Ahora, al adentrarnos en el resto del versículo 18, Judas dice que estas personas siguen sus propios deseos o pasiones impías y mundanas. ¡Por eso el oficio de maestro o profeta conlleva una gran responsabilidad! Siempre debemos examinarnos para asegurarnos de no enseñar ni hablar según nuestra propia sabiduría, sino guiados por el Espíritu Santo. Es muy fácil incorporar nuestras propias agendas a la enseñanza, y esto es peligroso para quienes la reciben. Como persona que habla con autoridad, puede generar mucha confusión (y división, como menciona Judas aquí). En una publicación anterior, hice referencia a la advertencia de Jesús contra los falsos maestros y profetas, reconociéndolos por sus frutos (Mateo 7:16), pero hoy, veamos todo el pasaje de Mateo 7:
15 «¡Cuidado con los falsos profetas que vienen a ustedes con vestidos de ovejas, pero por dentro son lobos rapaces! 16 Por sus frutos los reconocerán: ¿acaso recogen uvas de los espinos o higos de los cardos? 17 Así también, todo buen árbol da buen fruto, pero el árbol malo da fruto malo. 18 Un buen árbol no puede dar fruto malo, ni un árbol malo dar fruto bueno. 19 Todo árbol que no da buen fruto es cortado y echado al fuego. 20 Por sus frutos los reconocerán.

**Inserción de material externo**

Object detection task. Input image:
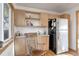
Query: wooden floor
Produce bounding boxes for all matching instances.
[28,50,79,56]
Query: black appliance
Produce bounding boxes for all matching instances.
[48,19,56,53]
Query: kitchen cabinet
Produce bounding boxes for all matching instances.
[14,10,26,26]
[37,36,49,50]
[40,13,48,26]
[48,14,59,19]
[14,37,26,56]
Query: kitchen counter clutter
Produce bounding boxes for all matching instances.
[14,33,49,56]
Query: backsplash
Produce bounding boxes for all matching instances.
[14,27,48,34]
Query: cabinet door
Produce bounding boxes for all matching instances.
[40,13,48,26]
[14,10,26,26]
[38,36,49,50]
[14,38,26,56]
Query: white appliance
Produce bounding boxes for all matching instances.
[56,19,68,54]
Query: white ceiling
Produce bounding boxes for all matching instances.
[16,3,79,13]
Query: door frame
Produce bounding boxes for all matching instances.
[76,11,79,53]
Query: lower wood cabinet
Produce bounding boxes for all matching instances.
[14,37,26,56]
[14,36,49,56]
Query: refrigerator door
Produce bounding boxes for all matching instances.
[56,19,68,54]
[57,19,68,30]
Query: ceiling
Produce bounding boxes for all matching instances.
[16,3,79,13]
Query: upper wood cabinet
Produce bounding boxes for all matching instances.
[40,13,48,26]
[14,10,26,26]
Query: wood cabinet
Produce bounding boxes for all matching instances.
[40,13,48,26]
[37,36,49,50]
[14,10,26,26]
[14,37,26,56]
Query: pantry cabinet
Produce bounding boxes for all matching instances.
[14,10,26,26]
[40,13,48,26]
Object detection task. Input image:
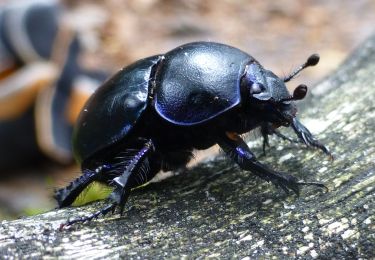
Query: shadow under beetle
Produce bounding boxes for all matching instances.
[55,42,331,226]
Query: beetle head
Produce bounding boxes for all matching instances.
[241,54,319,126]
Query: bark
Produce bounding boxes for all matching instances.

Si bien Jesús advierte a quienes siguen a maestros que podrían estar enseñando falsamente, también es importante usar esto como una prueba para nosotros mismos . ¿Cómo se manifiesta nuestro propio fruto? Cuando compartimos el evangelio, ya sea de manera informal o mediante una enseñanza formal, ¿cuál es la motivación detrás de lo que decimos y cómo lo decimos? ¿Seguimos la guía del Espíritu Santo al preparar nuestras lecciones o al hablar con otros? Sería fácil leer este pasaje y pensar: «Bueno, no soy maestro en la iglesia, así que esto no aplica a mí». Sin embargo, como seguidores de Jesús, somos testimonios vivientes de la fe.
¿Estamos desviando a la gente del buen camino? ¿Estamos creando divisiones? ¿Estamos persiguiendo nuestros propios deseos en función de resultados mundanos?